La mise en scène prend le parti pris de l’excès. Rôles surjoués, mimiques permanentes, acteurs surexcités, répliques hurlées, rien ne parait sous contrôle. Et de la prétention. Une introduction pompeuse, un peu méprisante, qui nous explique que la relecture du Misanthrope sera essentielle à la compréhension de la deuxième piécette. Un salut final auquel ne manquaient que Roger Harte et Donald Caldwell.

J’ose… un spectacle dont le public, en maison de retraite, appréciera qu’il lui fasse retrouver sa jeunesse et son audition.

Au milieu de tout ça ? Louise Duhamel, qui joue, de façon très calme, très posée, sans céder à l’excitation ambiante, la plus salope de la soirée.

L’Orque qui voulait manger des fraises – Théâtre Pixel

En une phrase : un peu de magie maladroite, d’ombres chinoises et de jeu bancal pour une histoire abracadabrante d’orque qui veut manger des fraises.


Le théâtre jeune public, c’est difficile. Je crois que ça doit leur ouvrir l’esprit à quelque chose, une initiation aux arts vivants, un principe, que sais-je encore. J’ai du mal avec les spectacles qui content une histoire sans trop de queue ni même de tête en mode Guignol.

L’orque, c’est un survol. Un peu de ballons, quelques tours de magie dont la petite fille derrière moi voyait les trucages, une séquence finale interminable. Tant qu’ils ne voient pas les ficelles, ils rentrent dedans, au delà ils soupirent. La frontière doit être l’entrée au primaire, les petits présents ont adhéré et marché, les grands ont passé un  bon moment de détente, aussitôt oublié.

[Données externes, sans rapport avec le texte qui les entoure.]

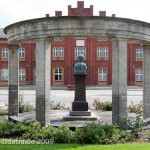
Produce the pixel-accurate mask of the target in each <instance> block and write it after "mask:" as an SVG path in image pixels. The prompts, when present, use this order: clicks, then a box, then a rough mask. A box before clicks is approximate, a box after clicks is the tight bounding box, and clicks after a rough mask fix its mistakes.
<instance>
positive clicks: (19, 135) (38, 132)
mask: <svg viewBox="0 0 150 150" xmlns="http://www.w3.org/2000/svg"><path fill="white" fill-rule="evenodd" d="M138 129H139V128H138ZM139 131H140V130H136V129H135V128H134V129H133V128H129V127H128V130H120V129H119V128H118V126H116V125H105V124H102V123H101V122H97V123H96V122H92V123H87V124H85V126H84V127H82V128H76V129H75V130H73V131H72V130H71V129H70V128H69V126H68V125H63V126H60V127H53V126H41V125H40V123H39V122H33V123H30V124H29V123H28V124H27V123H13V122H9V121H0V136H1V137H14V136H15V137H16V136H17V137H18V136H19V137H22V138H24V139H32V140H39V139H51V140H53V141H54V142H55V143H77V144H113V143H118V142H126V141H132V140H133V139H134V138H135V135H136V133H137V132H139Z"/></svg>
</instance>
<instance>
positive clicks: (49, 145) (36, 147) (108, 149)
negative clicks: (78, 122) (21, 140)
mask: <svg viewBox="0 0 150 150" xmlns="http://www.w3.org/2000/svg"><path fill="white" fill-rule="evenodd" d="M76 149H77V150H149V149H150V143H127V144H116V145H77V144H49V145H42V144H40V145H38V144H34V145H32V144H31V145H19V144H18V145H0V150H76Z"/></svg>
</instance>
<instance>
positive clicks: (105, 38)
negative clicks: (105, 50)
mask: <svg viewBox="0 0 150 150" xmlns="http://www.w3.org/2000/svg"><path fill="white" fill-rule="evenodd" d="M107 40H108V39H107V38H106V37H98V41H101V42H102V41H103V42H105V41H107Z"/></svg>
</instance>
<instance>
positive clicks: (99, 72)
mask: <svg viewBox="0 0 150 150" xmlns="http://www.w3.org/2000/svg"><path fill="white" fill-rule="evenodd" d="M98 81H106V68H100V69H99V70H98Z"/></svg>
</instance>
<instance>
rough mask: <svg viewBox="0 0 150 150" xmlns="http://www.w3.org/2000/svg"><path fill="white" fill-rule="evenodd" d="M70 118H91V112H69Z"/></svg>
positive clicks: (88, 111)
mask: <svg viewBox="0 0 150 150" xmlns="http://www.w3.org/2000/svg"><path fill="white" fill-rule="evenodd" d="M70 116H91V111H70Z"/></svg>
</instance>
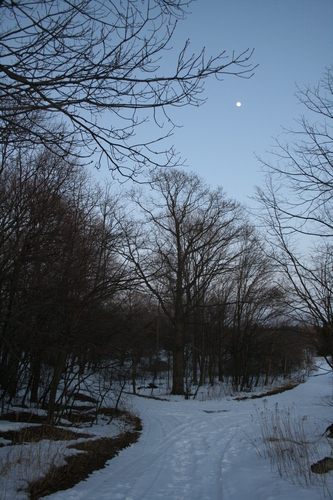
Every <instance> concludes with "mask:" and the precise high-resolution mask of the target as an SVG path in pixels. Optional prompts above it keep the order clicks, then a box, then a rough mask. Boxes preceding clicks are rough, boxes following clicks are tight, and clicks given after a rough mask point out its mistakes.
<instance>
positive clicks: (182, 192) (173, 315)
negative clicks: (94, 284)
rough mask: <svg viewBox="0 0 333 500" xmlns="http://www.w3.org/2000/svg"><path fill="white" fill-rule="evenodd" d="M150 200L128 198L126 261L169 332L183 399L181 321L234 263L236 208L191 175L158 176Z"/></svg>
mask: <svg viewBox="0 0 333 500" xmlns="http://www.w3.org/2000/svg"><path fill="white" fill-rule="evenodd" d="M150 186H151V188H152V194H150V195H140V193H138V191H135V192H133V194H132V201H134V203H135V204H136V206H137V207H138V208H139V210H140V214H142V217H141V221H138V220H137V219H135V220H134V221H133V226H132V228H131V230H128V231H127V248H126V250H125V253H126V257H127V258H128V259H129V261H130V262H131V263H132V265H134V267H135V270H136V273H137V276H138V277H139V278H140V279H141V281H142V283H143V284H144V286H145V287H147V288H148V290H149V291H150V292H151V293H152V294H153V295H154V296H155V297H156V298H157V300H158V302H159V304H160V307H161V310H162V311H163V312H164V314H165V315H166V317H167V318H168V319H169V320H170V322H171V324H172V327H173V339H172V345H173V388H172V392H173V394H184V381H183V375H184V365H183V356H184V333H185V325H186V320H187V319H188V318H189V315H190V314H191V311H192V310H193V308H194V307H195V305H196V304H198V303H199V302H200V301H202V298H203V296H204V294H205V292H206V290H207V288H208V286H209V284H210V282H211V281H212V280H213V279H215V277H216V276H217V275H218V274H220V273H221V272H223V270H224V269H226V267H227V266H228V265H229V264H230V261H231V260H232V259H234V257H235V254H234V252H233V251H232V250H233V244H234V243H235V241H236V240H237V238H238V236H239V232H240V227H239V221H240V211H239V206H238V205H237V203H235V202H233V201H231V200H229V199H227V198H226V197H225V195H224V193H223V192H222V190H221V189H216V190H215V191H212V190H210V189H209V188H208V187H207V186H206V185H205V184H204V183H203V181H202V180H201V179H199V178H198V177H197V176H196V175H195V174H189V173H185V172H182V171H179V170H158V171H155V173H153V174H152V175H151V180H150Z"/></svg>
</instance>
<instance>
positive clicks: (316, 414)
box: [0, 363, 333, 500]
mask: <svg viewBox="0 0 333 500" xmlns="http://www.w3.org/2000/svg"><path fill="white" fill-rule="evenodd" d="M126 399H127V401H126V404H127V407H128V408H130V409H132V410H133V411H134V412H135V413H136V414H138V415H139V416H140V417H141V419H142V423H143V431H142V434H141V436H140V438H139V441H138V442H137V443H136V444H134V445H132V446H131V447H129V448H127V449H125V450H123V451H122V452H121V453H120V454H119V455H118V456H117V457H116V458H114V459H112V460H110V461H109V462H108V463H107V466H106V467H105V469H102V470H100V471H96V472H95V473H93V474H92V475H91V476H90V477H89V478H88V479H87V480H86V481H83V482H81V483H79V484H78V485H76V486H75V487H74V488H72V489H71V490H66V491H61V492H58V493H55V494H53V495H51V496H49V497H46V498H48V499H50V500H51V499H52V500H79V499H80V500H92V499H98V500H158V499H161V500H163V499H172V500H181V499H182V500H204V499H206V500H220V499H224V500H229V499H230V500H245V499H246V500H251V499H255V500H268V499H270V500H273V499H281V500H289V499H290V500H310V499H311V500H313V499H317V498H324V495H326V497H327V498H330V497H331V495H333V471H332V472H330V473H328V474H326V475H325V478H326V479H325V485H323V484H321V483H320V481H319V484H317V485H316V484H311V485H310V486H309V487H301V486H300V485H299V484H298V479H297V477H294V478H292V477H291V478H290V477H289V478H288V477H280V475H279V473H278V471H277V470H275V469H273V470H272V468H271V465H270V461H269V460H267V459H264V458H263V457H260V456H259V454H258V449H260V447H261V443H260V440H258V426H257V425H256V423H255V418H256V416H257V413H258V412H260V411H261V410H264V412H267V411H269V410H270V409H271V410H272V411H274V410H275V408H276V404H278V408H279V409H281V410H283V409H284V408H292V407H294V409H293V416H294V417H295V418H300V419H301V420H302V422H303V423H304V428H305V430H308V432H309V433H308V436H307V439H308V441H309V442H310V441H314V440H315V441H316V443H317V449H318V456H317V457H314V461H316V460H318V459H321V458H324V457H325V456H329V455H330V454H331V447H330V444H329V440H327V439H326V438H325V437H322V436H321V434H322V433H323V432H324V430H325V429H326V427H327V426H328V425H330V424H331V423H332V422H333V407H332V406H330V405H329V404H328V403H329V402H332V400H333V398H332V373H331V370H329V369H328V367H327V366H326V365H325V364H324V363H322V364H321V366H320V367H319V369H318V371H316V372H314V373H312V375H311V376H310V378H309V379H308V380H307V381H306V382H305V383H304V384H300V385H299V386H298V387H296V388H294V389H293V390H291V391H286V392H283V393H281V394H277V395H274V396H269V397H267V398H265V399H254V400H253V399H247V400H243V401H237V400H235V399H234V398H233V397H231V396H229V397H225V398H222V399H220V400H214V401H209V400H206V401H199V400H194V401H193V400H183V399H181V398H176V397H174V398H170V400H169V401H159V400H155V399H148V398H142V397H137V396H129V395H128V396H126ZM295 406H296V408H295ZM264 408H266V410H265V409H264ZM2 425H3V424H1V426H0V428H1V427H2ZM96 430H97V429H96ZM94 431H95V429H94V428H93V429H92V432H94ZM286 446H288V443H286ZM2 450H4V448H2V449H0V451H2ZM0 456H1V455H0ZM318 477H319V478H321V477H322V476H316V475H314V479H318ZM293 483H294V484H293ZM330 492H331V493H330ZM0 498H1V496H0ZM13 498H20V499H22V498H25V496H24V493H23V492H20V493H19V494H18V496H17V497H15V494H14V491H13V490H10V489H9V490H8V491H7V496H6V499H8V500H12V499H13Z"/></svg>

Le Vilain Petit Canard – Théâtre Pixel

En une phrase : le conte d’Andersen, visité par un clown qui nous fait percevoir ce que ressent celui qui est exclus pour sa différence


Le clown est la face du comédien qui partage ses émotions avec le spectateur. Éric Tinot nous fait partager les siennes, successivement Mère Cane, Vieilles CanCanières, Canard Différent. Un bain d’émotions, d’imagination, immersif, captivant.

Le sentiment d’exclusion, l’amour inconditionnel de la mère, le frisson de la froidure de l’hiver sont là, palpables, tangibles, imprégnant.

Bien sûr, le caneton deviendra cygne, la qualité de la pièce n’est pas dans sa morale, elle est dans cette pluie d’émotions.

La belle insomniaque – Théâtre Pixel

En une phrase : si la Belle au bois dormant n’arrive pas à trouver le sommeil, le conte trouvera-t-il sa fin ?

Au grand dam de ses parents (bloqués en thalasso) et des fées, Aurore, maintenant 137 ans, ne trouve pas le sommeil ni l’amour, et son baiser volontariste à Charmant, qui traîne ses jours dans un bar Pagnolesque, n’aura pas de résultat. Dans un conte, les péripéties finiraient par rétablir la situation. Là…

Le flyer assume un conte très très con…te, j’ai finalement été agréablement surpris. Ça pourrait facilement dérailler, et ça ne déraille pas. J’ai ri de bon cœur, la pièce est enlevée, les acteurs convaincants, ils arrivent à forcer les traits sans en faire des tonnes. La pièce surfe sur les limites, sans les franchir, et du coup amuse un public de 7 à 77 ans.

Cécile Vigne – la princesse – joue vraiment très bien une princesse délurée, David Dever – Charmant – traîne un faux air de Marc Lavoine 1980.

On a bien ri, passé un bon moment. Sans prise de tête. C’est l’essentiel !

Quelque part au milieu de la nuit – Pixel

En une phrase : l’histoire d’une fille, qui ramène chez elle sa mère, qui perd la mémoire, la tête.

Elle m’a pris aux tripes, cette pièce. Elle est un peu courte (45 minutes), on se retrouve sur le trottoir sans avoir vu le temps passer.

C’est plein de bonté.

Deux jours après, il n’en restait rien d’autre que le souvenir que la mère jouait bien mieux que la fille.

Et, étrangement, plus le temps passe, plus la pièce redevient présente, surtout le rôle de la mère.

C’est un objet étrange, cette pièce.